So recently, I gained some weight. Fifteen pounds from the weight I like to pretend to be and five to ten pounds actually heavier than I was before. Basically, since last spring during finals month I've eaten with pretty reckless abandon. Chocolate makes me happy. So does tofu. And pasta. And cake. It's fine, I'm really cool with it. I believe that my worth is not linked to my scale and I am a strong and independent feminist woman who don't need no beauty standards. This is all fine. So what's the problem, you may ask?
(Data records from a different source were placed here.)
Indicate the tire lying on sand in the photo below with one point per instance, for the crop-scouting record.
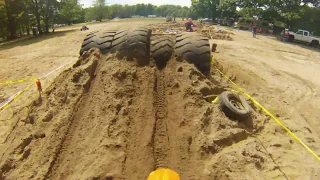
(195, 49)
(161, 49)
(234, 106)
(133, 43)
(101, 40)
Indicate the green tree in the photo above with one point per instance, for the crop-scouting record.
(70, 10)
(100, 9)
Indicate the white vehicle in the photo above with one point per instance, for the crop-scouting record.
(304, 36)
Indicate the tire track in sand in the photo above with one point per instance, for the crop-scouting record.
(160, 136)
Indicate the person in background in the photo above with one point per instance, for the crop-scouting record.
(254, 30)
(287, 35)
(189, 24)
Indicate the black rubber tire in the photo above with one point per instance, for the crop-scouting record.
(161, 49)
(226, 100)
(100, 40)
(133, 43)
(194, 48)
(315, 43)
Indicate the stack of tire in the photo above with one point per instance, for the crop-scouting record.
(137, 44)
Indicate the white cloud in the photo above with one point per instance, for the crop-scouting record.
(88, 3)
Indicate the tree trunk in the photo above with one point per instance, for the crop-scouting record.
(37, 14)
(28, 29)
(46, 22)
(11, 25)
(214, 9)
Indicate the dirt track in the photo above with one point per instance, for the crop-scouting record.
(100, 119)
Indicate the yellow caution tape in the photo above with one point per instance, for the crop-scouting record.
(271, 115)
(18, 81)
(10, 100)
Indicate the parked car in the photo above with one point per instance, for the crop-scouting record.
(304, 36)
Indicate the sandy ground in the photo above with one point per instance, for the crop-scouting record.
(97, 119)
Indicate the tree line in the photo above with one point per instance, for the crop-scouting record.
(287, 13)
(19, 16)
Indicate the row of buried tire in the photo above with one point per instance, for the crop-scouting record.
(137, 43)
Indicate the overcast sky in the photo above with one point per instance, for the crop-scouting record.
(88, 3)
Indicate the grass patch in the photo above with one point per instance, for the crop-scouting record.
(27, 40)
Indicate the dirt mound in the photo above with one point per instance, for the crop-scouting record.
(111, 119)
(223, 35)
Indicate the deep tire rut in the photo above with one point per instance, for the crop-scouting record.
(161, 139)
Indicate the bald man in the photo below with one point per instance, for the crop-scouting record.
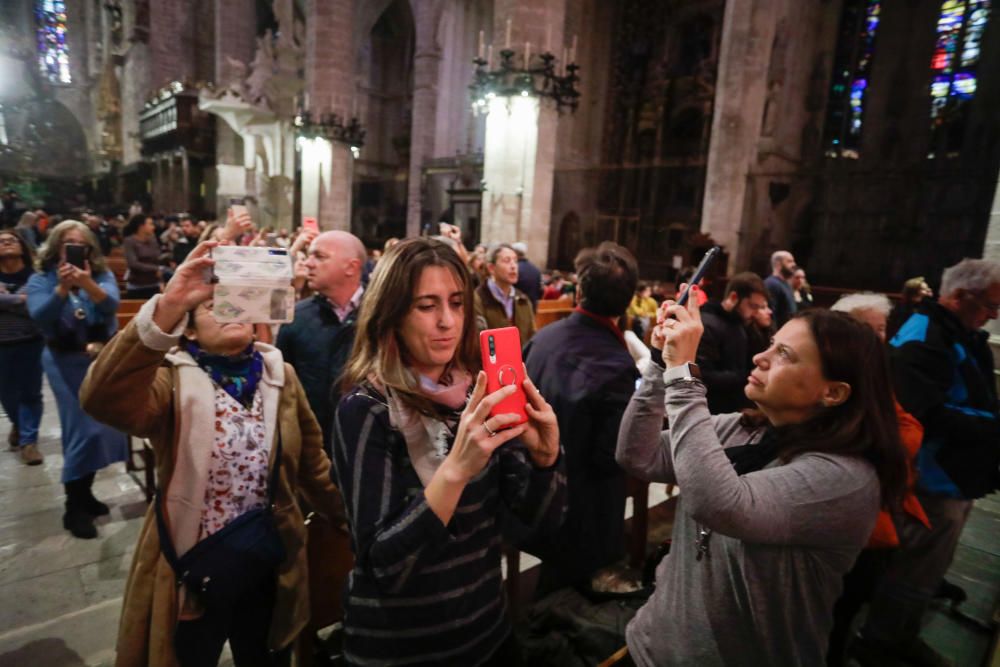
(318, 342)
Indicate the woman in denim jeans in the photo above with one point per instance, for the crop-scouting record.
(21, 346)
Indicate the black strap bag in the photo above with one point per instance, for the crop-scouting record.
(234, 561)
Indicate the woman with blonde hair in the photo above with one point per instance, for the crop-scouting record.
(75, 308)
(222, 553)
(424, 474)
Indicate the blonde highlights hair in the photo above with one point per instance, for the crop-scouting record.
(379, 352)
(50, 254)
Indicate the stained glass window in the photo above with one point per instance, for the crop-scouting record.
(53, 52)
(851, 77)
(953, 68)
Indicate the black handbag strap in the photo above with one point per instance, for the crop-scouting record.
(167, 544)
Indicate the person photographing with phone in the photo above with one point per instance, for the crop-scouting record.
(775, 506)
(73, 298)
(426, 464)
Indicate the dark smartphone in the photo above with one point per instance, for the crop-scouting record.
(699, 273)
(76, 254)
(501, 351)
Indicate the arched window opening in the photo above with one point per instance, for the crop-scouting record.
(960, 28)
(851, 77)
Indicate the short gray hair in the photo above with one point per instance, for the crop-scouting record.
(777, 256)
(855, 303)
(972, 275)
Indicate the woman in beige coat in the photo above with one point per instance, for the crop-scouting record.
(206, 431)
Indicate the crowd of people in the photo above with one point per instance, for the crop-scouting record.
(826, 458)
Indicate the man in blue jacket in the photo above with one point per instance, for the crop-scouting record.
(582, 366)
(943, 375)
(318, 341)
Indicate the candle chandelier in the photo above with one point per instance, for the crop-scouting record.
(525, 74)
(331, 127)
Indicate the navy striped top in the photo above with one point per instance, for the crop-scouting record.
(422, 592)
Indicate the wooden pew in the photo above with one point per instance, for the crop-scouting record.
(552, 310)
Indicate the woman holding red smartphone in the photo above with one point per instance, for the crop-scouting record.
(419, 457)
(73, 299)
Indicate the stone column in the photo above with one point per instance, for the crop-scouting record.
(747, 32)
(521, 134)
(426, 71)
(330, 88)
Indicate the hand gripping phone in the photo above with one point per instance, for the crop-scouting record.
(76, 254)
(501, 351)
Well dear readers, let me give you a little history. For all the girls,do you remember those times when your camp counselors/ school nurses/ gym teachers took you into one room while the boys got to play dodgeball? They played Mean Girls clips and gave you compact mirrors and told you you were beautiful inside out, maybe read some Chicken Soup for the Teenage Girl's Soul? Yeah, me too. I was always into the empowermenty stuff. Pretty comfortable with how I looked. My self- esteem issues have always been more like, "Okay, what matters is on the inside but what if what's on the inside of me is bad?" This dilemma of only talking to girls about body image self- esteem is a discussion for a different day. The conclusion you should get from this is that I've always been pretty cool with my body.
This has not changed since I've gained weight, in fact a strange thing has happened. I like being curvy. My facebook newsfeed shouts with "healthy at any size" inspiration and I enjoy being part of the larger community, shall we say. It's super weird and I'm pretty sure no one else has ever felt this way. The thing is, I'm not healthy at this size, I'm eating too much and am pretty damn sedentary. I argue with myself about exercise because I don't want to lose my hips. Also, I'm not really very overweight at all, most people couldn't tell that I've gained anything substantial. But I have. I feel like a strange feminist social experiment- but in a good way. I'm definitely going to get back into yoga though.
P.S. Welcome to my new blog. I hope to write more regularly here. Perhaps even weekly. Junior year is kinda hard.